July 24, 2025
Malaysia’s Consumer Credit Bill 2025: Key Regulatory Shifts and Industry Implications
On 21 July 2025, the Dewan Rakyat passed the Consumer Credit Bill 2025, a legislative milestone that introduces a uniform, risk-based regulatory framework for credit and credit service businesses in Malaysia. At its core, the Bill provides for the creation of a centralised regulatory body, the Consumer Credit Commission (“Commission”), and a phased licensing regime.
Establishment of the Commission
The Commission’s functions include advising the Government on national policy, promoting proper conduct among providers, and supporting the growth of the industry. Under Clause 8, the Commission is empowered to regulate and supervise all matters related to consumer credit, including overseeing providers, imposing penalties, and conducting investigations.
Scope of Regulated Activities
The Bill regulates two main categories: Credit Business (moneylending, pawnbroking, hire purchase, BNPL schemes, leasing, and factoring) and Credit Service Business (debt collection, debt counselling, and the purchase of impaired credit facilities).
Notably, Buy-Now-Pay-Later (BNPL) schemes are explicitly defined and distinguished from traditional moneylending to ensure specific regulatory oversight for fintech-driven models.
Implementation by Phases
- Phase 1: Oversight of currently unregulated providers (e.g., BNPL).
- Phase 2 (2028): Transfer of moneylending and pawnbroking from KPKT, and hire purchase from KPDN.
- Phase 3 (2031+): Centralisation of conduct regulation across the industry.
Licensing and Registration
Any person carrying on a credit business must be licensed (Clause 40), requiring them to meet minimum financial thresholds and "fit and proper" criteria for directors and key personnel.
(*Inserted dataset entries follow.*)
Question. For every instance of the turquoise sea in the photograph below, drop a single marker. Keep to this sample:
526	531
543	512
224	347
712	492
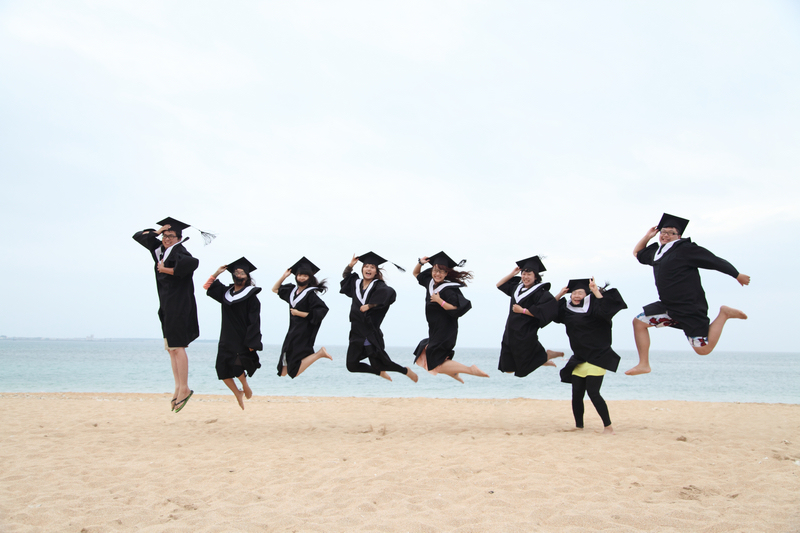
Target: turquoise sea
142	365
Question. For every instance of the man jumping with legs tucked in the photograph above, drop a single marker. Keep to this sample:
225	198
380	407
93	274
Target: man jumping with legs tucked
682	302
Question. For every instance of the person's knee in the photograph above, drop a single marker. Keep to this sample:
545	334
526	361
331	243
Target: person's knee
704	350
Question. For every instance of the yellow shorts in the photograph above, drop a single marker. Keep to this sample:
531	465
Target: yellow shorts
588	369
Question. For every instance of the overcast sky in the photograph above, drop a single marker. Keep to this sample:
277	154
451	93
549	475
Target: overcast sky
491	130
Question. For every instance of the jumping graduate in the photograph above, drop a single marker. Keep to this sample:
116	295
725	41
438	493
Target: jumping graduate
306	311
682	301
240	335
587	315
177	311
444	304
532	307
371	298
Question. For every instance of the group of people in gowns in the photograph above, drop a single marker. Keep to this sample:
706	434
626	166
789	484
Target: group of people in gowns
585	309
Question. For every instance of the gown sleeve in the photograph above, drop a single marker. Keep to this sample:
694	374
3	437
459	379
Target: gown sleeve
609	305
510	286
545	308
453	296
348	284
217	291
185	264
424	277
562	311
252	337
702	258
647	256
316	308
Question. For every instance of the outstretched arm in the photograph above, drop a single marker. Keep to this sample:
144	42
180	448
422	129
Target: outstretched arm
418	266
509	276
281	280
349	268
642	244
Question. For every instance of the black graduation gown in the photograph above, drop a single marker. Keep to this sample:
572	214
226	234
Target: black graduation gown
299	341
240	331
177	307
590	332
521	352
442	324
678	282
367	326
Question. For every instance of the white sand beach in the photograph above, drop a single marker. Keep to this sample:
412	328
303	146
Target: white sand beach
123	462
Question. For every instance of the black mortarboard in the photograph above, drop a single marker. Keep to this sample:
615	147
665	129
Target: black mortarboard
242	263
579	284
671	221
371	258
443	259
177	225
531	264
304	264
174	224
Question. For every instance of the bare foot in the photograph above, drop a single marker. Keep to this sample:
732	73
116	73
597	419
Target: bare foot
638	369
478	372
732	313
248	392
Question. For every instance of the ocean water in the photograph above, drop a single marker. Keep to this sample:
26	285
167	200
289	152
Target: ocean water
125	365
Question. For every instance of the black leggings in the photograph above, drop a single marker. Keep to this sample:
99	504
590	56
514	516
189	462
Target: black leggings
590	384
379	361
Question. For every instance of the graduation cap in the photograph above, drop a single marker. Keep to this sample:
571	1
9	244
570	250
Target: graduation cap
242	263
304	264
371	258
579	284
443	259
531	264
671	221
177	225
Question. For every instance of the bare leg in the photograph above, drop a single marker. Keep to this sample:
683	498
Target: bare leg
642	338
454	368
235	390
248	392
174	365
311	359
715	329
180	370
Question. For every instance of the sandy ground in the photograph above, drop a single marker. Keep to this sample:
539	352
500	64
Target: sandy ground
124	462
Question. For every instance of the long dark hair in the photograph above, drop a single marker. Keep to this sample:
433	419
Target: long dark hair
458	276
312	281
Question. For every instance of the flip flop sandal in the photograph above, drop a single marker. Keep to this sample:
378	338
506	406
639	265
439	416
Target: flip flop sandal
181	404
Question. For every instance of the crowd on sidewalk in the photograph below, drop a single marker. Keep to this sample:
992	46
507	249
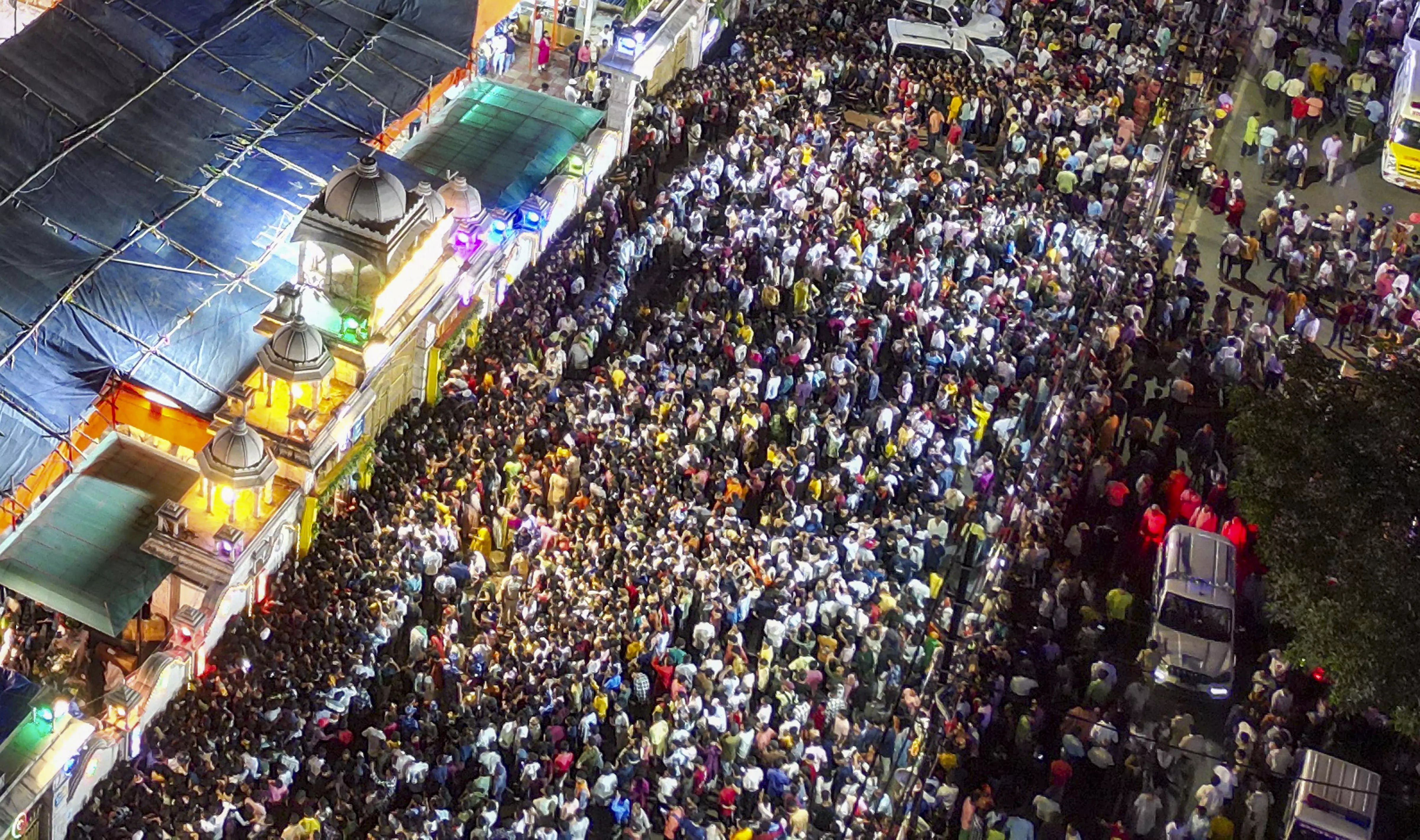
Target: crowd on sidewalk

Similarly, credit service businesses must register with the Commission, adhering to ongoing transparency and business structure obligations.
Islamic Credit Business
Part VI underscores that all Islamic credit business must comply with Shariah. The Shariah Advisory Council (SAC) plays a central role in determining compliance, ensuring that Shariah principles are embedded in both regulatory oversight and legal adjudication.
Enforcement and Penalties
The Bill establishes a comprehensive enforcement regime. Authorities may issue directives, impose monetary penalties, or mandate restitution to consumers. Falsifying or destroying documents related to operations can result in fines up to RM5 million, five years' imprisonment, or both.
Conclusion
The Consumer Credit Bill 2025 marks a turning point in the governance of Malaysia’s consumer credit market. By consolidating fragmented regimes, it protects individuals and micro-enterprises most exposed to unfair practices while strengthening market integrity.
By Farhah A. Rustam, Partner – Messrs. Shamil Shakil
This article is intended for informational purposes only and does not constitute legal advice.